For being a mother trying to communicate about her children.
For having documentation that proved my innocence.
For refusing to disappear.
What It Feels Like
There’s a song I wrote — and in a way, it became the soundtrack of what this system does to people like me. I posted it on YouTube a little over a week ago. Give it a listen. It’s how I felt when I wrote it. Little did I know I wasn’t writing it just for me.
🎵 Hanging by a Thread
https://youtu.be/2PrHRV4kBQk?si=EsAisn1PHTO5WH-1%0A%0A
When I wrote it, I didn’t know I was writing the experience of thousands of Canadians:
People punished for breaking down.
People punished for being afraid.
People punished for being human.
People hanging by a thread while the system demands they sit up straight and smile.
This Isn’t Just My Story
What happened to me isn’t an exception — it’s a pattern.
Victims punished.
Abusers rewarded for staying calm.
Institutions operating on autopilot, too overwhelmed or indifferent to care.
Legal Aid collapsing under its own weight.
Police and Crown relying on demeanor instead of facts.
Disabled and vulnerable people written off as unstable rather than understood.

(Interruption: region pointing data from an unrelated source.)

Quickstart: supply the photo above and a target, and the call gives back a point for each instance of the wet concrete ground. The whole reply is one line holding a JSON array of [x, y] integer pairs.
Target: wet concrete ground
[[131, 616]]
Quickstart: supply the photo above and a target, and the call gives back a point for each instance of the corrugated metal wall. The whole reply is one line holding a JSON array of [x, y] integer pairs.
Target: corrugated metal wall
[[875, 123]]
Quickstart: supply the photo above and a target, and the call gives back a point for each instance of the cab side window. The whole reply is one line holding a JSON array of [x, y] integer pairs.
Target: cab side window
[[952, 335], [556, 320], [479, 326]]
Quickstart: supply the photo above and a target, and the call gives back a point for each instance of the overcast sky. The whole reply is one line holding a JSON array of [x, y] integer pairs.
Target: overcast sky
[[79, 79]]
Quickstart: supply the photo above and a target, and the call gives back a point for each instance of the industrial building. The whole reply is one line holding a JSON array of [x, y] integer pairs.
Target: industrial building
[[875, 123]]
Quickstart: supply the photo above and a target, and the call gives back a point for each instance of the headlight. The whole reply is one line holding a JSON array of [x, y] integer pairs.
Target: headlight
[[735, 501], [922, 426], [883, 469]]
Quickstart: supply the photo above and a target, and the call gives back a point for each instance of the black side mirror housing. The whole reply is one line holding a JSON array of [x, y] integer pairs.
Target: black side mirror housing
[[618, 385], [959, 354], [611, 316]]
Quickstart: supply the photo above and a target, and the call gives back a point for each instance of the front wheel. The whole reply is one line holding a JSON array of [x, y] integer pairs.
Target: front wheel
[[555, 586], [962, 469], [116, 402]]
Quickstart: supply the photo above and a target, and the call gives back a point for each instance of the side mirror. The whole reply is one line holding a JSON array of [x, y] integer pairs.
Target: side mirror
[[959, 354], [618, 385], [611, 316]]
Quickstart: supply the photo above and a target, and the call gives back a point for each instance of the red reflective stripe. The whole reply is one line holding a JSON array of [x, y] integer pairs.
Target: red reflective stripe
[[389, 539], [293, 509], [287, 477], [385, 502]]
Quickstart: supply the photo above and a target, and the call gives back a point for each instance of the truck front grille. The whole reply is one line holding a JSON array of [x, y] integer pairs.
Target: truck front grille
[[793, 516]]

We pretend Canada is better than this.
But we’re not.
Not yet.
Why This Petition Matters
Because victims should not be criminalized for the way trauma sounds.
Because composure is not evidence.
Because panic is not guilt.
Because calm is not truth.
Because if the system keeps equating “calm” with “credible,”
then only liars will ever be believed.
My promise to everyone reading
I will not disappear quietly.
I will not be rewritten.
I will not apologize for being human.
And I will not stop fighting until what happened to me stops happening to others.
If you’re reading this, please share the petition.
but for every person who has been punished for crying out instead of staying calm.
Justice won’t begin with silence.
It begins when we stop pretending that calm equals truth.